Indeed the accounts - I thought it was 18 years in a row the accounts hadn't been signed off for, I'm now told told that it's 19 and you are doing your best to tone down any criticism whatever growth figure you may have, they are pretty anemic, and youth unemployment in the Mediterranean is 50% plus in several states.

And of course you'll notice there is now a rise in opposition - real opposition - and much of it pretty ugly opposition, not stuff that I myself would want to lick hands with.

It was three and a half years ago that I got into some trouble by questioning who your tailor was. And they fined me 3,000 euros for doing so. Of course, I clearly was wrong. Look at you today, you are the smart, snappy young man around town.

But there's no question that your legitimacy hasn't grown in those three and a half years. In fact neither you, nor the Commission - even the Parliament - none of that connection with ordinary people has got greater. And that is why there is an electoral storm coming. There's something very dramatic that's going to happen in the third week of May next year [2014].

But you can stop it. You can stop these dark forces as you see them swarming into this Parliament, by actually admitting, openly, that the time has now come to legitimise, or otherwise, these institutions by holding free and fair referendums in the Member States as to whether your position should even exist.

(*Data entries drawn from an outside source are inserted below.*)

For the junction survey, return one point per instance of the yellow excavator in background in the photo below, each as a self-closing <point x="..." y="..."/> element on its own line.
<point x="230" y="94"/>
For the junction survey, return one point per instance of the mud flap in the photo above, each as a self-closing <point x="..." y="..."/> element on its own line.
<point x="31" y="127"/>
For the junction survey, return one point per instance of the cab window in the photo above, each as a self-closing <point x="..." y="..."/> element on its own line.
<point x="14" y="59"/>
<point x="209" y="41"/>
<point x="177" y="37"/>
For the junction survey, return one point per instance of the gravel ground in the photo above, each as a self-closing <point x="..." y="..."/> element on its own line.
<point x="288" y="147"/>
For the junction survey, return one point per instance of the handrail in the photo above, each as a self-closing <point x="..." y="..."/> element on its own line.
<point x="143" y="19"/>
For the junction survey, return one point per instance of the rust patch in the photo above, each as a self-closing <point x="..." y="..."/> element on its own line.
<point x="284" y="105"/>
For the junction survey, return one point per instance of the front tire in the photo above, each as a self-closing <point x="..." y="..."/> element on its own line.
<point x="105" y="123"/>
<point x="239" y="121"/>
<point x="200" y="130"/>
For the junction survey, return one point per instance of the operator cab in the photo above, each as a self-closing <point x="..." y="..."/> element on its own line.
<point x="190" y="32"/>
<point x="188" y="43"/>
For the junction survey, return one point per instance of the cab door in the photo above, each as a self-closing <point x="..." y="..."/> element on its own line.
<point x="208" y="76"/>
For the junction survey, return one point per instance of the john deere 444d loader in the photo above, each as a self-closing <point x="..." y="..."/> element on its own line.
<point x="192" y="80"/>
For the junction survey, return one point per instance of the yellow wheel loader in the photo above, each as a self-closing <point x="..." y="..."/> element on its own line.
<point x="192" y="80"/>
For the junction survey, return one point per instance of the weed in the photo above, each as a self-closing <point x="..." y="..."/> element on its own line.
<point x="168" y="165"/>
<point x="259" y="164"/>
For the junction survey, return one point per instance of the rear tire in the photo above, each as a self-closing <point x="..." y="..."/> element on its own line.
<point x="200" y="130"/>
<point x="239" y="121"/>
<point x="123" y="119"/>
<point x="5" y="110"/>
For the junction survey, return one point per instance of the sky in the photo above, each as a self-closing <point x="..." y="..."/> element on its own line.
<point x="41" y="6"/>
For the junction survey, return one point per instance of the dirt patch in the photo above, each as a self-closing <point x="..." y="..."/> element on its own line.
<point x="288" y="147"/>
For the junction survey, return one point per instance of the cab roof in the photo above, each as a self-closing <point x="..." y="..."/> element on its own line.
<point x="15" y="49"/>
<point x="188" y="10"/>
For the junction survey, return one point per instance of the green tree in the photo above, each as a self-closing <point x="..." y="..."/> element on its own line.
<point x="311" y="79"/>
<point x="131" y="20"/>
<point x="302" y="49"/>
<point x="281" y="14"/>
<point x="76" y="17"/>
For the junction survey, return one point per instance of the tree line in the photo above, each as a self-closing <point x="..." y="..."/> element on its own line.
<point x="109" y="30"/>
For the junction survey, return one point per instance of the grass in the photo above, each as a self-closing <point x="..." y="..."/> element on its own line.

Because the French and Dutch said, Mr Van Rompuy, you shouldn't exist. They vetoed it and yet you continue regardless.

Are you prepared to sit there and wait for the electoral storm, or would you take the initiative and do your best to legitimise democratically this European Union, or not?

SECOND ROUND (following Mr Van Rompuy's remarks)

Just for a moment there it got fun, you got angry with me,, it all became impassioned. That was brilliant, because prior to that it was the usual dirge, wasn't it. It was Mr Van Rompuy talking about a 'single supervisory mechanism', a 'resolution fund'.

What real people are talking about is the lack of jobs, the insanity - as in our case - opening the doors next year to the whole of Romania and Bulgaria.

So maybe, Mr van Rompuy, the answer is to ignore my pleas for a referendum and just come out and start attacking me and the eurosceptics and maybe then we'll make it a real European election.

But I warn you, the language that you and the rest of the European Commission use is not the way that ordinary people speak, it's not how they feel, and honestly, you sit there in front of that flag behind you: That flag and your position were rejected by the French and Dutch in 2005, you've carried on regardless, you have no legitimacy.

Let's fight it out on the battleground next May.